基于磁通门和时域数字鉴频的磁场锁定系统

Magnetic Field Locking System Based on Fluxgate and Time Domain Digital Frequency Discrimination

永磁型磁共振仪器的磁体易受温度和其他环境磁场干扰,造成主磁场波动,进而影响仪器测量的重复性和准确性.本文讨论了两种解决磁场波动的锁定方法:一方面,通过磁通门传感器对环境波动引起的瞬态磁场进行高灵敏探测,然后采用现场可编程门阵列进行实时处理并计算磁场补偿量;另一方面,针对环境温度变化引起的缓慢磁场偏移,则采用时域数字鉴频锁场方法,在对锁样品进行射频激发后,将磁共振信号通过混频变换到较低的频率范围,再转换为方波,然后直接送入现场可编程门阵列进行周期测量,并计算磁场补偿量.将两种方法获得的磁场补偿量叠加后,再转换为电流信号驱动安装在磁体上的B_(0)补偿线圈,并研制了一套磁场锁定系统,以实现对磁场的锁定.在0.5 T食品快检磁共振分析仪上进行测试验证,结果显示当受到瞬态干扰时,可将磁场稳定在±4 Hz(对应磁场为±0.0939μT)范围内,同时也可以精准测量温度造成的磁场偏移,该结果验证了本文磁场锁定方法的可行性.

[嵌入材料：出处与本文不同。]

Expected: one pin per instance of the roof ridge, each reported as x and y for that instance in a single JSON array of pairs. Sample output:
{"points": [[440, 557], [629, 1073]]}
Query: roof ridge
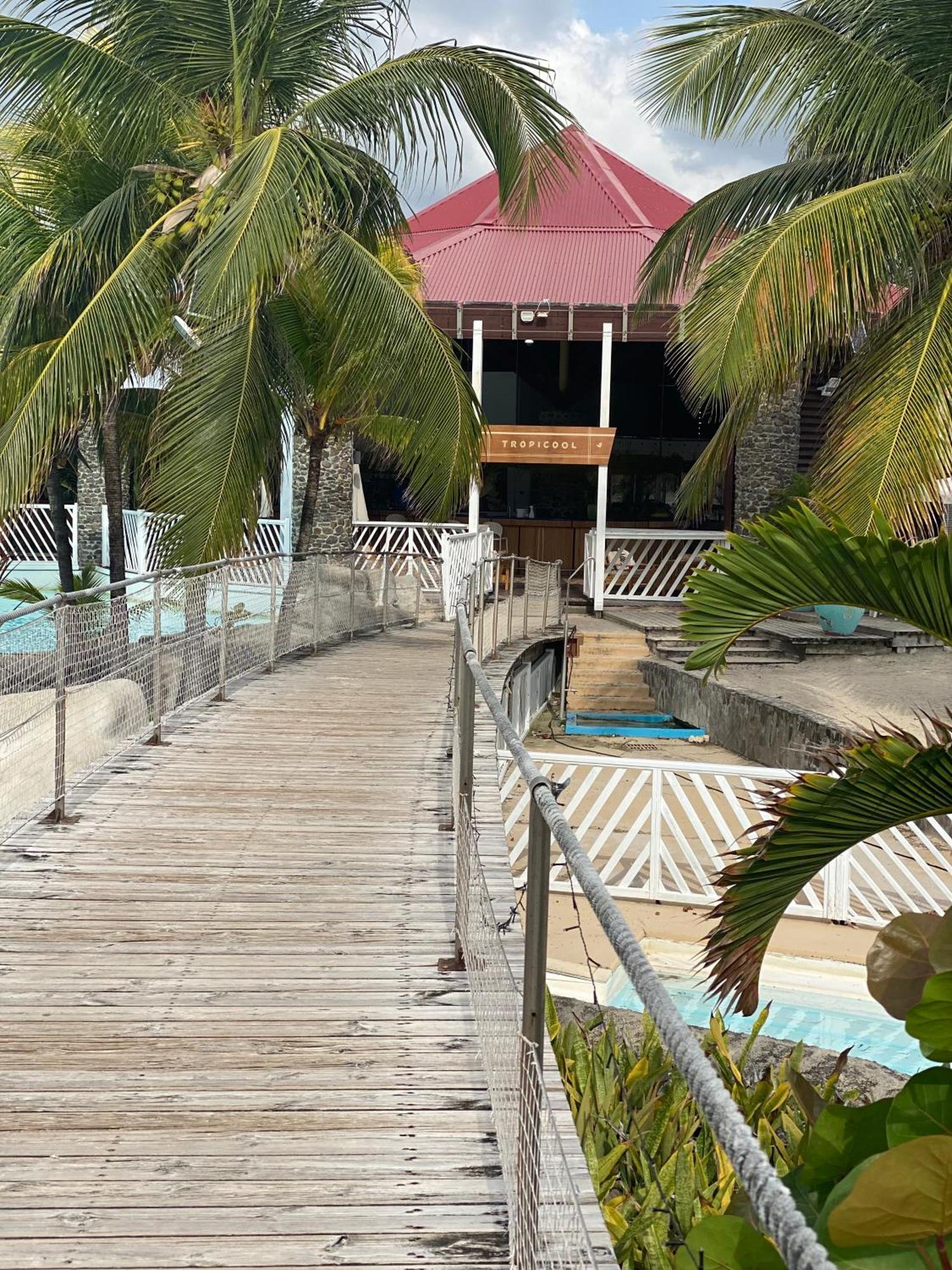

The magnet of permanent magnet magnetic resonance instrument is susceptible to the interference of temperature and other environmental magnetic fields,resulting in fluctuations of the main magnetic field,which affects the repeatability and accuracy of the measurement.In this paper,two locking methods to solve the magnetic field fluctuation are discussed.On the one hand,the transient magnetic field caused by environmental fluctuation is detected by fluxgate sensor with high sensitivity,and then the field programmable gate array is used for real-time processing and calculation of the magnetic field compensation.On the other hand,the time-domain digital frequency discrimination locking method is employed for the slow magnetic field drift caused by changes in ambient temperature.After the locked sample being excited by radio frequency,nuclear magnetic resonance(NMR)signal is converted to a lower frequency range through frequency mixing,converted into a square wave signal,and directly sent to the field programmable gate array for periodic measurement.The magnetic field compensation amount is also obtained by calculation.The magnetic field compensation obtained by the two methods is superimposed,and then converted into current signal to drive B_(0) compensation coil mounted on the magnet,thereby a magnetic field locking system is developed to realize the locking of the magnetic field.The test is carried out on a 0.5 T food rapid detection magnetic resonance analyzer.When subjected to transient interference,the magnetic field can be stabilized within the range of±4 Hz(corresponding to±0.0939μT),and the magnetic field drift caused by temperature can also be accurately measured,which verifies the feasibility of the magnetic field locking method presented in this paper.